Ansible-Playbook
For this exercise, we will need:
- For this exercise, we will need:
- Oracle VM VirtualBox installed
- Any version of a Linux server (for example, AlmaLinux 9.5)
- A terminal capable of establishing an SSH connection (for example, PowerShell)
VM Preparation:
- Open the VM’s Settings.
- Go to Network.
- Under Attached to, select Bridged Adapter.
- Clone the original VM in which you installed the Linux OS and name it “Ansible Host.”
- Be sure to select the option to generate new MAC addresses.
- Repeat this process for Host01, Host02, and Host03.
- You can group all four VMs and take snapshots. If something goes wrong, it will be easy to roll back your actions.

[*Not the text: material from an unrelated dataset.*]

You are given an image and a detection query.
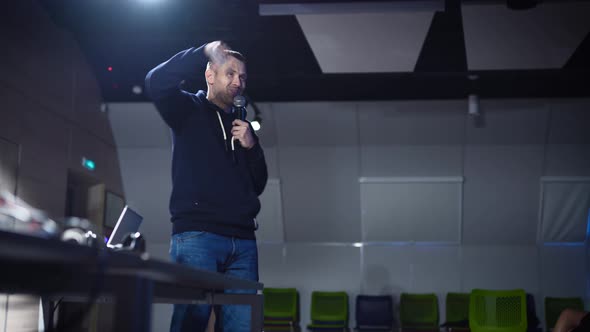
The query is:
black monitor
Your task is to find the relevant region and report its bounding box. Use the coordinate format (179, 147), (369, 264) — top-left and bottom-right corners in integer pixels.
(107, 205), (143, 248)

- The installation process will be skipped.
SSH connection and editing some configuration:
- Run the VM.
- To be able to connect to the VMs, we need to check their IP addresses. Open each VM window one by one, log in, and type
ip a. Write down their IP addresses, and note which VM each one belongs to.
- Open four PowerShell windows and type the following command
ssh username@ip_that_you_write
To change the hostname, type:
sudo hostnamectl set-hostname ansible
To apply the settings, type:
exit
Then log back in.
- To add hostnames, type:
sudo vi /etc/hosts
It should look like this:
You can copy this section, as it will be the same for every host. We can check if everything is working by executing:
ping host01
For example:
- Now we need to repeat the steps for changing the hostname and adding IP addresses to the
/etc/hostsfile.
Preparation for work with ansible:
- We need to create a user on Host01-03. This user will allow Ansible to connect to these hosts and perform the required playbook actions. Cretate user:
sudo adduser ansible
Set the user password: bash sudo passwd ansible Add the user to the wheel group (this will allow it to perform required system actions): bash sudo usermod -aG wheel ansible
- Repeat these steps on all hosts.
- On the ansible system, generate ssh keys so that you can have passwordless communications with each host:
ssh-keygen
- Press Enter to use the default settings.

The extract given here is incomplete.